Pareciera que la intención oficial es lograr una reducción gradual del crecimiento de variables nominales como la base monetaria -con la ayuda de la pérdida o estabilización de las reservas- y el gasto público y, eventualmente, pautas de aumentos salariales, todo ello convergiendo lentamente a un 20%.
Este enfoque es mucho menos eficaz que un programa de estabilización genuino y, contra lo que se pretende instalar, es también más costoso en términos de crecimiento del PIB. Un genuino plan estabilizador implica pautas conocidas de reducción gradual del crecimiento de las variables nominales y, al menos en un país con puja distributiva tan fuerte como la Argentina, un acuerdo de precios y salarios.

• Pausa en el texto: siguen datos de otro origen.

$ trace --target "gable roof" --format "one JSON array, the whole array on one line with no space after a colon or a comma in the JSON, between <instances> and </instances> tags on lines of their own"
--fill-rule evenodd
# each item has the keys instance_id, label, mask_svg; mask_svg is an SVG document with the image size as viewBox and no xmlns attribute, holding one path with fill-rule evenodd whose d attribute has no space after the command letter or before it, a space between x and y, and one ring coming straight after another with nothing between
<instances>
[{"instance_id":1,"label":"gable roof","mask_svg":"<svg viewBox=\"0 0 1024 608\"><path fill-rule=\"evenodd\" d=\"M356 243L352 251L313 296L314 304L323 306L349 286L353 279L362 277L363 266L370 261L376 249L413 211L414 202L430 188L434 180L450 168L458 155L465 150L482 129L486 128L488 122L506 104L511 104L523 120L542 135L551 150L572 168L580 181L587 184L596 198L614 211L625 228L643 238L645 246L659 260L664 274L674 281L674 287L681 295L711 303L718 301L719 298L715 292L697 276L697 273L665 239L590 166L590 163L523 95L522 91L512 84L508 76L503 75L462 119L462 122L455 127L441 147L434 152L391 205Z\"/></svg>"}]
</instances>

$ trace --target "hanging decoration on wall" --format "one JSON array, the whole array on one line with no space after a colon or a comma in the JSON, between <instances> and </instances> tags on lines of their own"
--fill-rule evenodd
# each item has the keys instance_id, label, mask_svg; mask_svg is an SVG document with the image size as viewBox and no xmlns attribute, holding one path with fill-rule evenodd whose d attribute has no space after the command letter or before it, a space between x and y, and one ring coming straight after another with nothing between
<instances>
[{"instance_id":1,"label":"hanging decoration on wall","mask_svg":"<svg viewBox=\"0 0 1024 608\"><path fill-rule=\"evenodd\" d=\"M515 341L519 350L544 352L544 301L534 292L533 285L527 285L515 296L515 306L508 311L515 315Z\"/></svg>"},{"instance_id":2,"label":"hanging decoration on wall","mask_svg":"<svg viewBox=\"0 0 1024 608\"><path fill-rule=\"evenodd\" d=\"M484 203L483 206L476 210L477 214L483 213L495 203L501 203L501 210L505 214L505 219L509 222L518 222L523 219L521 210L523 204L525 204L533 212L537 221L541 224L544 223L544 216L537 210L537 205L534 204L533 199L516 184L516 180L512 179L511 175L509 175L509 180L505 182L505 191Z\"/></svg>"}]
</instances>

En ese marco es más factible convencer a la sociedad que la inflación empezará a bajar y lograr aumentos reales del tipo de cambio y de las tarifas.
El gran problema para el gobierno es que la alta inflación no existe, lo que parece impedirle el anuncio de un programa estabilizador. Por cierto, tal programa es condición necesaria pero no suficiente para tranquilizar el mercado cambiario y no entorpecer el crecimiento. La gradual eliminación del sesgo antiexportador de la política comercial también es esencial, y esto incluye desde los impuestos y cuotas a las exportaciones hasta la devolución a tiempo del IVA. Otro ingrediente esencial es el acceso al financiamiento para poder renovar los vencimientos de capital de la deuda pública -muy difícil sin recuperar la credibilidad del Indec-dejando de lado el uso de las reservas del BCRA a tal fin, al menos hasta que mejoren las condiciones de la economía global. Al gobierno le ha llegado la hora de la verdad y si no se actúa en consecuencia pueden venir tiempos más difíciles.